Let's assume that case, and assume that the device is strapped to your sled with the right side of the device (+X axis) aligned in the direction of travel. Let's also assume that the initial position of the sled is known (call it X0) when the program starts, and that the initial velocity is zero.
Your code looks approximately like this:
double x0; // previous position, meters
double x; // current position
double v0; // previous velocity, meters/second
double v; // current velocity
long t0; // previous time, nanoseconds
long t; // current time
public void onStart() {
x0 = getInitialPosition();
x = x0;
v0 = 0;
v = v;
t0 = System.getCurrentTime() * 1000000;
// Enable sensors; left as an exercise for the reader
}
public void onSensorChanged(SensorEvent event) {
// Assume linear acceleration is the only active sensor
double accel = event.values[0]; // X axis is our axis of acceleration
t = event.timestamp;
double dt = (t - t0) * .000001;
v = v0 + accel * dt;
x = x0 + v * dt;
t0 = t;
v0 = v;
x0 = x;
}
This is by no means a complete solution.

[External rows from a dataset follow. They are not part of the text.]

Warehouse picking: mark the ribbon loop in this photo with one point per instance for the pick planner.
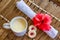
(42, 21)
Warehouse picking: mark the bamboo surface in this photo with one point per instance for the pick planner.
(9, 10)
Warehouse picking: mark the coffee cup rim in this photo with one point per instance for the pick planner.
(15, 19)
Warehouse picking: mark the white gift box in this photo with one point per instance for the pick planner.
(21, 5)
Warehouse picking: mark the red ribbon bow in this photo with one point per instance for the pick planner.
(42, 21)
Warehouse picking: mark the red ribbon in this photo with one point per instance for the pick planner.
(42, 21)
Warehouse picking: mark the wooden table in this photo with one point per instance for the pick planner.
(9, 11)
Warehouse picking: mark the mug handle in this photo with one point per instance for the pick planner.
(6, 25)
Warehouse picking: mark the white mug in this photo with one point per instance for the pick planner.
(11, 25)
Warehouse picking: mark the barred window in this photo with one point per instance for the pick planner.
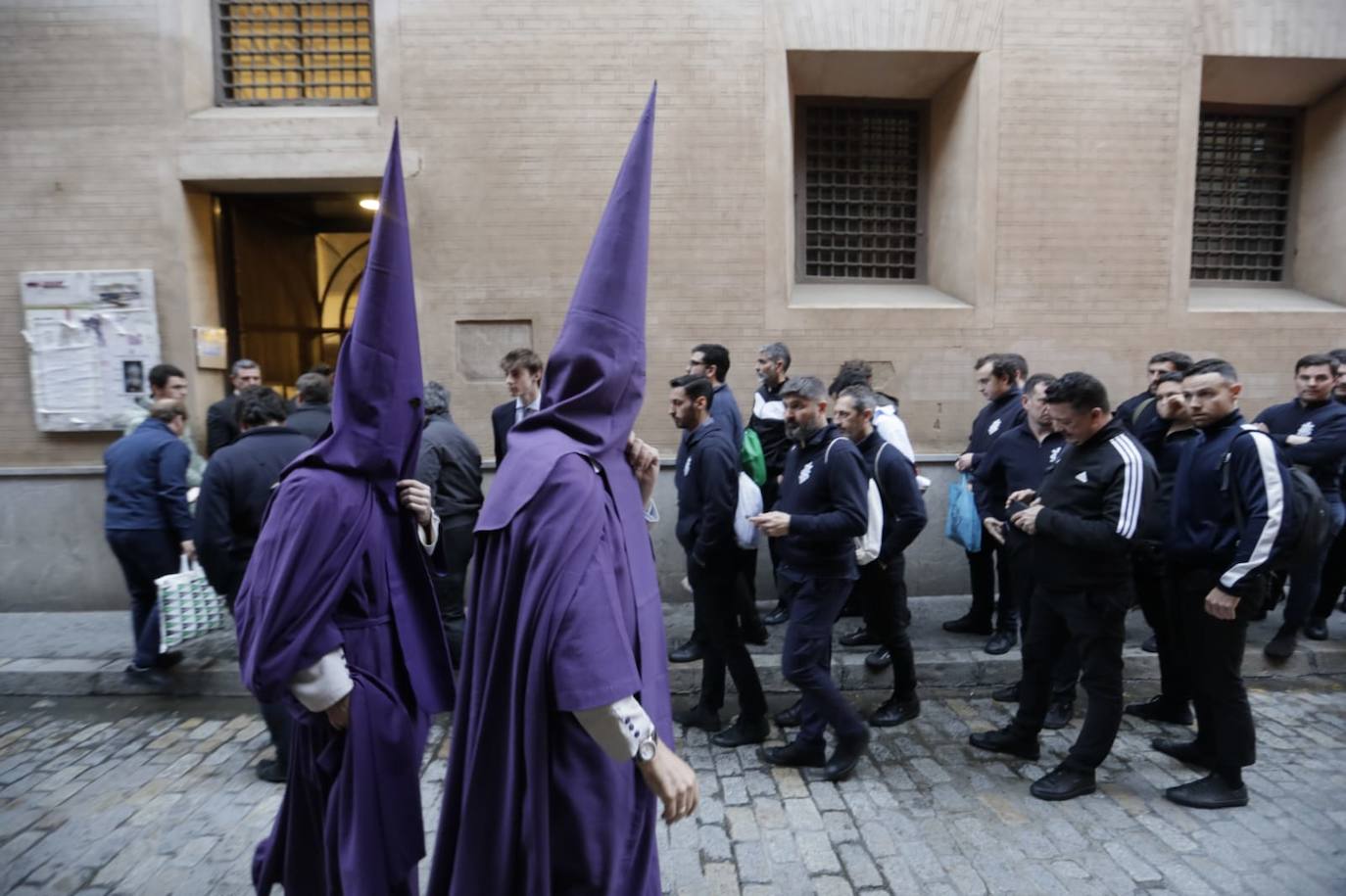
(1242, 212)
(859, 201)
(299, 53)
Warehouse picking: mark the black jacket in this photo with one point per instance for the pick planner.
(1094, 499)
(824, 489)
(312, 420)
(707, 481)
(451, 466)
(233, 498)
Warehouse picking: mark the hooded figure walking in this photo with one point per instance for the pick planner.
(563, 733)
(337, 615)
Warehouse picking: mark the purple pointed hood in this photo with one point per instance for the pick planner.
(377, 396)
(595, 371)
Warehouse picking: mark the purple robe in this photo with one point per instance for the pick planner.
(338, 565)
(565, 608)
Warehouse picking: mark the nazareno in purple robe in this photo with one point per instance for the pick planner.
(338, 565)
(565, 608)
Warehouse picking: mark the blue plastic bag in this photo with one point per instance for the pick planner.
(963, 524)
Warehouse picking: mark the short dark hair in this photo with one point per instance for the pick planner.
(258, 406)
(695, 386)
(1001, 367)
(1317, 360)
(1212, 365)
(313, 388)
(521, 358)
(1080, 391)
(1032, 382)
(159, 374)
(1180, 360)
(713, 353)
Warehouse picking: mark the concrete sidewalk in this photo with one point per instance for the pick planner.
(85, 653)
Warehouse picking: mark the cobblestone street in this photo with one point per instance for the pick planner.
(148, 795)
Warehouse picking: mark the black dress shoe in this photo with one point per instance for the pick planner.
(845, 756)
(792, 717)
(1006, 740)
(272, 771)
(878, 659)
(688, 653)
(745, 731)
(968, 625)
(894, 712)
(1184, 751)
(1060, 715)
(698, 716)
(859, 637)
(1159, 708)
(1001, 642)
(1064, 783)
(1212, 791)
(794, 755)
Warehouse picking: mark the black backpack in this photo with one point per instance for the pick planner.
(1313, 521)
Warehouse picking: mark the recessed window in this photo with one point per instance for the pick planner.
(859, 201)
(301, 53)
(1241, 227)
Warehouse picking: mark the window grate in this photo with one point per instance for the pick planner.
(305, 51)
(862, 193)
(1244, 165)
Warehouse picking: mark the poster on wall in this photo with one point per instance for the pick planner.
(93, 335)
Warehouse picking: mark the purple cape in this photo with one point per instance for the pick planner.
(338, 564)
(565, 608)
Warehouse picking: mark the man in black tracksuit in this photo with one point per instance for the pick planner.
(882, 586)
(707, 481)
(996, 380)
(823, 509)
(1082, 522)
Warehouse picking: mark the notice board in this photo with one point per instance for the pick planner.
(93, 335)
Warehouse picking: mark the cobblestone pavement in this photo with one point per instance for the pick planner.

Doing this right involves differential equations which I'm not equipped to explain here (translation: I've forgotten everything I learned in college). However, if your acceleration value is accurate enough, and your time slice is short enough, this is viable.
If you need to solve this in more than one direction, it's only slightly more complicated provided that the device never changes orientation. If it does, then you also need to capture the rotation sensor and learn about quaternions and rotation matrices.
And even if you do everything right, errors will still accumulate, so now you want some sort of correction factor based on GPS, known geometry of the environment (e.g. if you're indoors and the software has a map of the building, it can make corrections when you turn a corner), and other environmental clues such as WiFi hotspots in known locations.
You might want to read up on Kalman filters at this point.
Executive summary: this is a HARD problem in the general case, and if you solve it, there's probably fame and fortune waiting for you.
Well, the correct form, known from school, is
finalXPosition = (linearAcceleration*timePassed^2)/2+ initialVelocity*timePassed+initialXPosition
finalVelocity = initialVelocity*timePassed
chaining these chunks you'll get your theoretical values.
In practice, best results are achieved by regular calibration of initialXPosition and initialVelocity through GPS.
simple example to receive calibrated horizontal acceleration in onSensorChanged:
class Integrator {
private float position = 0f;
private float velocity = 0f;
public void setGpsPosition (float gpsPosition) {
position = gpsPosition;
}
public void setGpsVelocity (float gpsVelocity) {
velocity = gpsVelocity;
}
public void onAccelerationChangeHandler(float acceleration, float timePassed) {
position += acceleration*timePassed*timePassed/2f + velocity*timePassed;
velocity += acceleration*timePassed;
}
public float getCurrentPosition() {
return position;
}
}
usage for x-acceleration:
long lastTime = 0;
public void onSensorChanged(SensorEvent evt) {
if (evt.sensor.getType() == Sensor.TYPE_LINEAR_ACCELERATION) {
long newTime = System.currentTimeMillis();
OnAccelerationChangeHandler(evt.values[0], (newTime-lastTime)/1000);
lastTime = newTime;
}
Please, note that outside a minute scale the error makes this all meaningless w/o gps correction. Understand, that if you are walking at constant speed the sensor won't give you anything at all.